En conférence de presse après le match, Willis est apparu à la fois un peu intimidé mais surtout amusé par les événements. « C'est sympa ce qui m'arrive, non ? Je n'ai jamais connu cela avant. Goran [Ivanisevic, ancien n°2 mondial et vainqueur de Wimbledon en 2001 après, lui aussi, être passé par les qualifications, ndlr] est venu me serrer la main. Et c'est mon héros, donc je suis un peu sur un nuage ». Depuis quelques temps, le joueur de 25 ans est entraîneur de tennis au Warwick Boat Club (« J'entraîne des enfants de cinq à dix ans et des mamies de 60 à 70 ans »), dans un comté du centre de l'Angleterre où il gagne 30 livres de l'heure. Car Marcus Willis est un de ces galériens du tennis qui courent les tournois Future au Koweït, en Thaïlande ou en Israël pour essayer de vivre de leur sport.
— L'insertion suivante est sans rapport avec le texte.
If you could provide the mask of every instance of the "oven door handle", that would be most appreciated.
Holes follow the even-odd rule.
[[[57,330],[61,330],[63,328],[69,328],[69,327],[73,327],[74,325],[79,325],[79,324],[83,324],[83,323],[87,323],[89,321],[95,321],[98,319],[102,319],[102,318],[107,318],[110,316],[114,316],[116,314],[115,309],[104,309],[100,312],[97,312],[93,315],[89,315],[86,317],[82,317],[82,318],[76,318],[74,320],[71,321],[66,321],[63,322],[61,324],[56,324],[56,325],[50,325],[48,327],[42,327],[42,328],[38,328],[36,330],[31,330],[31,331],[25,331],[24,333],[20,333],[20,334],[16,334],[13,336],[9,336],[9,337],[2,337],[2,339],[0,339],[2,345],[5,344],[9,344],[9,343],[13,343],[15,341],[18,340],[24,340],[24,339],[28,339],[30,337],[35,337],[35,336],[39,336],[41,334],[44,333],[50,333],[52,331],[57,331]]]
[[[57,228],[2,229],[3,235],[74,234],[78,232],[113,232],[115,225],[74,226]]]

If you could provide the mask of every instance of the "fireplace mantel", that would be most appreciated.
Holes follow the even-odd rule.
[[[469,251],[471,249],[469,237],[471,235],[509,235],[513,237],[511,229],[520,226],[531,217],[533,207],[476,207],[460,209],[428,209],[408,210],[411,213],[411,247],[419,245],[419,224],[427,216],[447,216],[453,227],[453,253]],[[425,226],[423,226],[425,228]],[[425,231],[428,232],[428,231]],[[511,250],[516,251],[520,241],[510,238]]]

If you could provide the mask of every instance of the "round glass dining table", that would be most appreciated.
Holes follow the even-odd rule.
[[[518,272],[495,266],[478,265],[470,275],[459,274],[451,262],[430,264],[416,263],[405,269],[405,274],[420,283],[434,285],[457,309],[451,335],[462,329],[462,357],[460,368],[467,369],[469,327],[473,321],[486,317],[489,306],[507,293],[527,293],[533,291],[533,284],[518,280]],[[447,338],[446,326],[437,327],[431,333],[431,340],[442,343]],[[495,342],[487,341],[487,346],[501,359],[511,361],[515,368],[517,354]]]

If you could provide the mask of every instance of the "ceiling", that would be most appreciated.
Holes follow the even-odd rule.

Rien que cette année, Willis n'a gagné que 350 euros, grâce à un quart de finale d'un tournoi Future en Tunisie. L'Anglais vit chez ses parents (« Living the dream ! », dira-t-il en conférence de presse) et surtout à crédit. Il a prévu de rembourser ses cartes de crédit grâce aux 60 000 euros qu'il a déjà empoché grâce à cette victoire au premier tour. Une fortune pour lui qui n'avait pour l'instant cumulé que 87 000 euros de prize money dans toute sa carrière.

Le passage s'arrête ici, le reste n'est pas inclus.